Der offizielle Startpunkt der Tour du Mont Blanc (TMB) liegt in Les Houches (gesprochen „Lusch“) südwestlich von Chamonix. Da ich aber von Martigny anreiste und das Omega-Hoch seit 3 Tagen schon fest etabliert war, startete ich mit der letzten Etappe entlang der Aiguilles Rouge direkt gegenüber des Mont Blanc. Somit war sichergestellt, dass ich die aussichtsreiche Strecke bei bestem Wetter auch wirklich gleich am Anfang genießen kann.
Ich nehme den ersten Zug und stehe um kurz nach 8 am Bahnhof in Vallorcine, um meinen TMB 2023 zu beginnen. Alleine die Zugfahrt von Martigny nach Vallorcine ist schon ein erstes Highlight des Tages, so verwinkelt und steil schlängelt sich die Zahnradbahn von ca. 400 m auf ca. 1200 m durch die Schweizer Berge.

Es bleiben mir etwa 4 km zum Col des Montets zum Einlaufen, bevor der Weg direkt von der Passhöhe in vielen Sepertinen steil zur Aiguilles Rouge ansteigt.
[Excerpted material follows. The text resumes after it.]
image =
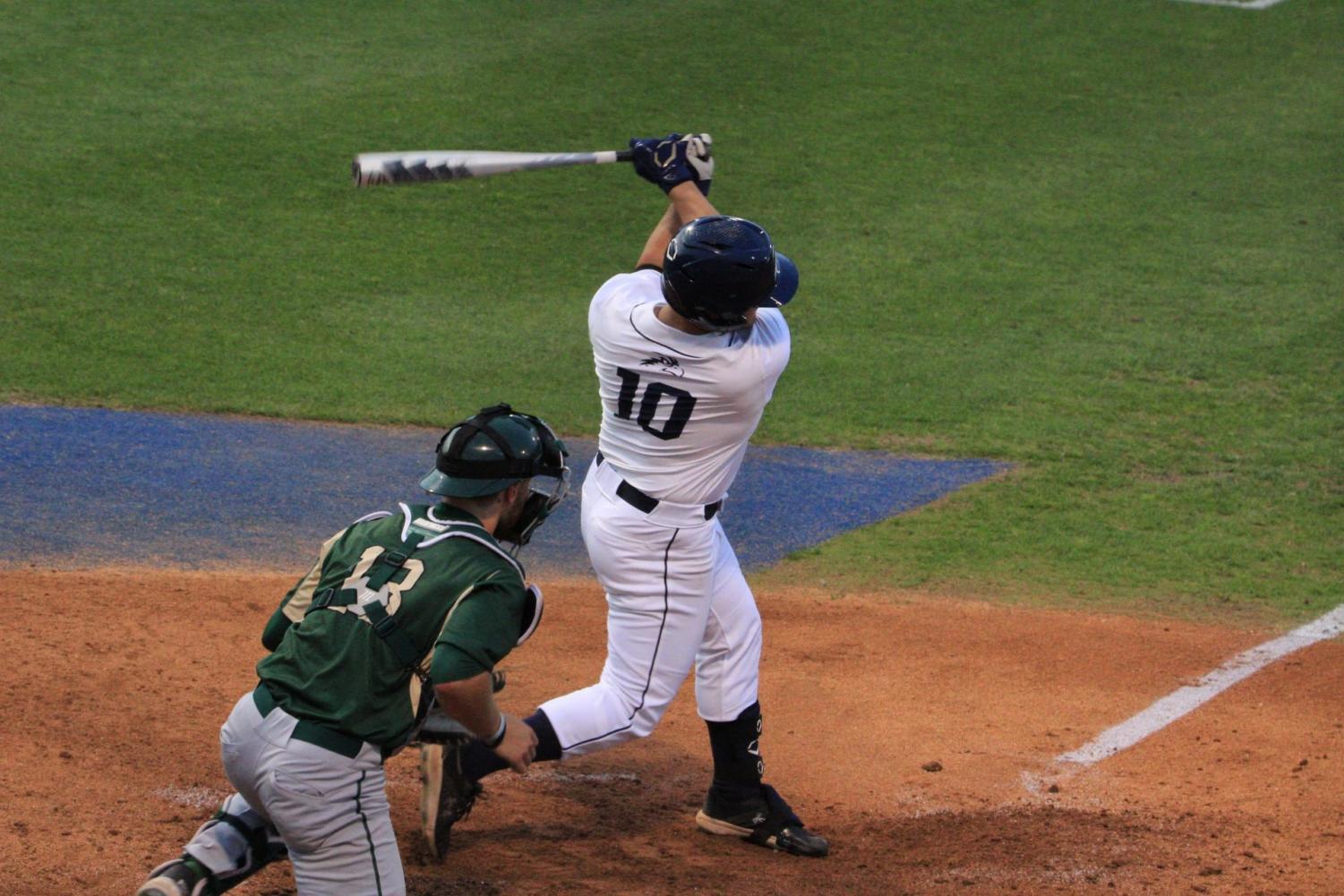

Es ist so ein Traum-Tag und mit jedem gewonnen Höhenmeter ergeben sich neue, faszinierende Ausblicke. Schon bald kommt der Mont Blanc ins Blickfeld, was für ein Berg!

Direkt gegenüber sieht man ins Argentiére-Tal mit gleichnamigen Gletscher und Hütte. Hier startete ich 2016 die Haute Route und ich kann mich noch gut erinnern, wie ich die ersten Meter nach der Seilbahn die Abfahrt zur Argentiére-Hütte hinuntergestöpselt bin.

Nachdem ich etwa 2000 m Höhe erreicht habe, führt der Weg relativ eben das ganze Massiv der Aiguilles Rouge entlang. Unterwegs passiert man die Mittelstation des Skigebiets Le Flégère, und man läuft direkt über die Terrasse einer Berghütte. Ich bin noch voller Endorphine und Tatendrang und habe keine Lust auf eine Pause. Kurz danach überquert man einen Bach, soweit ich mich erinnern kann die einzige Wasserquelle auf der gesamten Strecke, und ich erfrische mich kurz im kalten Quellwasser.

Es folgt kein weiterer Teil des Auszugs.